Sainz has generally been behind Leclerc through practice in Azerbaijan
Photo by: Mark Sutton / Motorsport Images
As Leclerc said: "We've had a good Friday because overall I think we've improved quite a lot from FP1 to FP2, but there's still another step that we need to do from today to tomorrow. I also feel in FP2 nobody really put a lap in and neither did we, I think Max and Carlos didn't actually improve on the soft so yeah, there are still quite a lot of question marks. I think the positive to take away from today is that I the tyre degradation was good, and the race pace was very strong. So that is good."
Leclerc did endure a late session scare in the wake of his Spanish GP retirement. He reported a power loss but would later reveal: "Actually, it was no power unit problems. It's just me that forgot that I had changed something, which obviously made me lose power.”
He and both Red Bull drivers also familiarised themselves with the escape roads around Baku, with Perez and Verstappen aborting corners when the front-end washed wide on colder tyres - the ground-effect RB18s has a bias towards understeer anyway. Leclerc faced temperature issues of his own, needing to lift and coast to manage the overheating brakes.

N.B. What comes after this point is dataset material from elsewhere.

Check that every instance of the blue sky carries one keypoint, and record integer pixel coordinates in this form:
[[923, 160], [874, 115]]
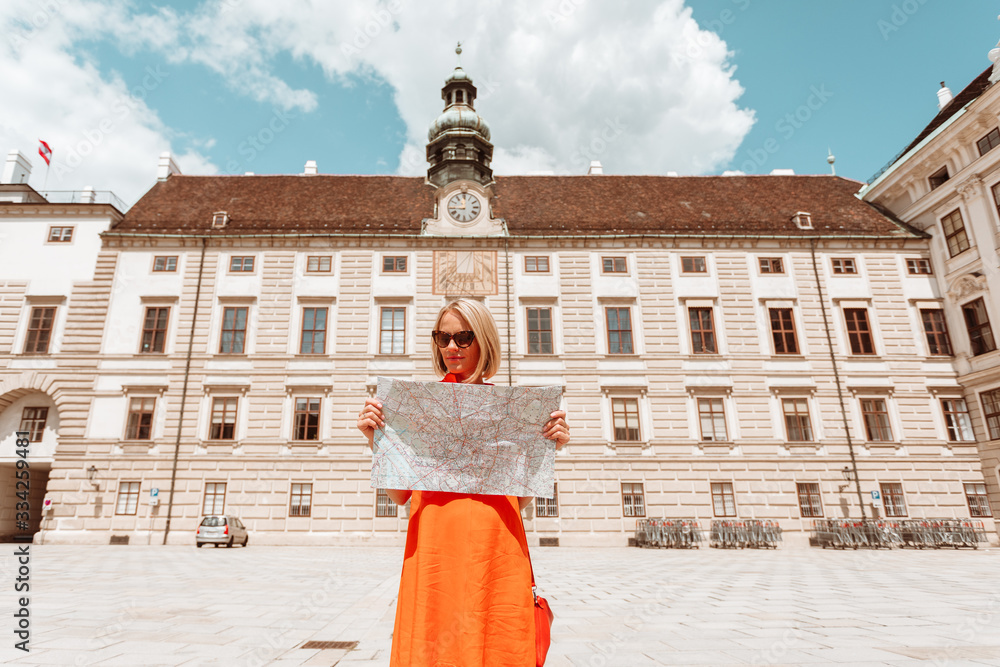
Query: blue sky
[[230, 86]]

"I think we've improved quite a lot from FP1 to FP2, but there's still another step that we need to do [from Friday to Saturday]" Charles Leclerc
Verstappen’s assessment of the prospective fight was: “Overall it was not a bad day, we look quite decent, we just need to fine tune a few things. I was a bit unlucky with my soft tyre runs in FP1 and FP2, there were a few yellow flags, so I had to back out.
“It seems like Ferrari is quite quick over one lap again, the long runs look a bit more even so that’s positive. The tyres seem to be working well after one lap, which is good for a street circuit. We tried to fix the DRS after FP1, it seemed to be alright in FP2.
“My long runs went well; I did a grand total of three laps!” he joked. And a good three laps they were, the best of the entire field. But still not enough to definitively suggest that Red Bull will emphatically convert its status as favourites to blow Ferrari away in the so-called ‘City of Winds’.
Can Leclerc reverse Ferrari's fortunes?